Een spin in mijn tuin

In de tuin hangt een spin. Vannacht heeft ze haar web geweven en dat hangt nu onder de boom. De zon valt precies op haar web. De wind blaast er met vlagen tegenaan. Het beweegt soepel, golvend mee. Onverwoestbaar. De wind doet het schitteren in de zon. Als je goed kijkt zie je dat het allemaal verschillende kleuren heeft. De spin zit onverstoorbaar in het midden.

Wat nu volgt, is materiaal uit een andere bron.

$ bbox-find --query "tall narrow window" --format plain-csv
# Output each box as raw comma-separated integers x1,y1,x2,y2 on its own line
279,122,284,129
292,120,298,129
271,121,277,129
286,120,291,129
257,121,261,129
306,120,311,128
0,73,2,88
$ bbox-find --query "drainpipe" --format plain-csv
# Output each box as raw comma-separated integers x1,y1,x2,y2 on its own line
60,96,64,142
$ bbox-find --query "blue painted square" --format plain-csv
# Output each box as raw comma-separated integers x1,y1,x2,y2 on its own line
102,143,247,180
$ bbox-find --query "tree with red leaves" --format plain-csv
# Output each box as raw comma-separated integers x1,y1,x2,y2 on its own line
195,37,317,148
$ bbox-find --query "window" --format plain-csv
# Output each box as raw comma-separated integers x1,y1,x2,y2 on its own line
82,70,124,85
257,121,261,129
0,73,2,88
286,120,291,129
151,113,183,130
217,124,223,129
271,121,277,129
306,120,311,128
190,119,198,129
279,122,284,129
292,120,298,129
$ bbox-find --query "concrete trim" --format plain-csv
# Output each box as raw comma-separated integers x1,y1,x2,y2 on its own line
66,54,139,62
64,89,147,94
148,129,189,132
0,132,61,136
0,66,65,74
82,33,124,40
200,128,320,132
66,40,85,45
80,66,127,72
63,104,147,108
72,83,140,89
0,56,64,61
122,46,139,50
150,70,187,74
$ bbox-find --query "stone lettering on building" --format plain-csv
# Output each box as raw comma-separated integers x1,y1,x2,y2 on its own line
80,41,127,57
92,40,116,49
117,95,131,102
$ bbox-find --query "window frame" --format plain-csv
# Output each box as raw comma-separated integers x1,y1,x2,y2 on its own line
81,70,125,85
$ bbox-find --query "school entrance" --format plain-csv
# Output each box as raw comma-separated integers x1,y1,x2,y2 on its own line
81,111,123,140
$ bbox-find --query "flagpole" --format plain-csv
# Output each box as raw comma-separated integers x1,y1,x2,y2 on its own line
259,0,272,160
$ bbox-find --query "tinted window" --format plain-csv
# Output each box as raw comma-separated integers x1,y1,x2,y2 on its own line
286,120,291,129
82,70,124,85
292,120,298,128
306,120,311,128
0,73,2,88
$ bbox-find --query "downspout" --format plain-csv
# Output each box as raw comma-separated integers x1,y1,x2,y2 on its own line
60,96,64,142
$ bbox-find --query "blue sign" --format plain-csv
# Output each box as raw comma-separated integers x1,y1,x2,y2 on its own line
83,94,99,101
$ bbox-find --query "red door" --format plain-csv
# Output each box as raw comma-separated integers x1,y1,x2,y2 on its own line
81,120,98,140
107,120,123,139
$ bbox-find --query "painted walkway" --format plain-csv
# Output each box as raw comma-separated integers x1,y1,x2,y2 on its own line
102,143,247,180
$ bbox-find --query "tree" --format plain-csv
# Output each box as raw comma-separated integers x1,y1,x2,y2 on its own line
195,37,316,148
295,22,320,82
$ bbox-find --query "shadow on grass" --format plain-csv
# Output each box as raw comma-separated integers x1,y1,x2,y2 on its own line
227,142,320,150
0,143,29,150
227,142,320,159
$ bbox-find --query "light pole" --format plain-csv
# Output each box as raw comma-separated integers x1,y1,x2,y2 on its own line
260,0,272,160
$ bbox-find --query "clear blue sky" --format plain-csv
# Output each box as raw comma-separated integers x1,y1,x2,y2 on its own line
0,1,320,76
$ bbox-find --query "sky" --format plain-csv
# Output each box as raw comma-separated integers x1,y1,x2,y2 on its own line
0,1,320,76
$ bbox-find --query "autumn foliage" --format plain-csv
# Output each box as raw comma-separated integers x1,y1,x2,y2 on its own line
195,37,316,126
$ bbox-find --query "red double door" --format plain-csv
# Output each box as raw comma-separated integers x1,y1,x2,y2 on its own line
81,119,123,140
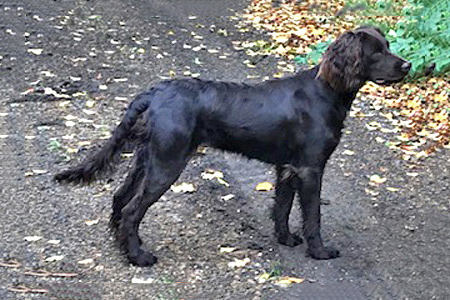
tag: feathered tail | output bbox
[54,94,150,184]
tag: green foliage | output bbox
[388,0,450,75]
[294,0,450,77]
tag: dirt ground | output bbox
[0,0,450,300]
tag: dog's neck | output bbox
[311,64,365,111]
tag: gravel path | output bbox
[0,0,450,300]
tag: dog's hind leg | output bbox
[118,152,187,267]
[273,166,303,247]
[109,149,145,232]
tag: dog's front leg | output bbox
[273,166,303,247]
[298,167,339,259]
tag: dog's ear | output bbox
[317,31,364,92]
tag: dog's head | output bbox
[317,26,411,92]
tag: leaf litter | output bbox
[241,0,450,161]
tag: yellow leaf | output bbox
[342,150,355,156]
[170,182,196,193]
[256,181,273,192]
[370,174,387,184]
[220,247,236,253]
[275,277,305,286]
[228,257,250,268]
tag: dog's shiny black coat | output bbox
[55,27,411,266]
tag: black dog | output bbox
[55,27,411,266]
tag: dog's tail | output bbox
[54,94,150,184]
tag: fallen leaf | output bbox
[27,48,44,55]
[255,181,273,192]
[220,247,236,253]
[84,220,100,226]
[220,194,235,201]
[370,174,387,184]
[131,277,155,284]
[274,277,305,286]
[78,258,94,265]
[45,255,64,262]
[228,257,250,268]
[47,240,61,245]
[342,150,355,156]
[170,182,196,193]
[23,235,42,242]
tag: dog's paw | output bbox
[278,233,303,247]
[128,250,158,267]
[307,247,339,259]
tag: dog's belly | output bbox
[204,125,298,164]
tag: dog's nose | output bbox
[401,61,411,73]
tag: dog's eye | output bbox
[372,51,383,58]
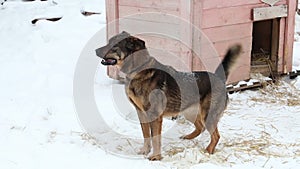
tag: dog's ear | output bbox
[126,36,146,51]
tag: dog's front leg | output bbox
[148,115,162,161]
[137,111,151,155]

Het ziet er prachtig uit, maar ik weet dat ze een dodelijk wapen heeft gemaakt voor muggen en vliegjes. Als er een in haar web vliegt zal ze eraan trekken en rukken zoals de wind, maar er steeds vaster in komen te zitten. Als het slachtoffer niet al te veel weerstand meer biedt, zal de spin erheen sluipen en haar verder omwikkelen met spinrag om haar op later leeg te zuigen.

En toch. Het web danst schitterend in de zon en met de wind. Als Gods schepping op een dag vernieuwd is, als de dood er niet meer is, zal er dan geen plaats meer zijn voor spinnen? Of zullen ze hun web nog steeds weven en spelletjes spelen met de muggen en de vliegen?

Het klinkt absurd. Van biologen heb ik geleerd dat het in het planten- en dierenrijk maar om een ding gaat: overleven. En vaak ten koste van anderen. Cheeta’s kunnen zo geweldig hard rennen om te doden. Vogels zingen om hun territorium te verdedigen tegen anderen of een vrouwtje te veroveren. Sommige planten groeien ontzettend snel om anderen de ruimte te ontnemen.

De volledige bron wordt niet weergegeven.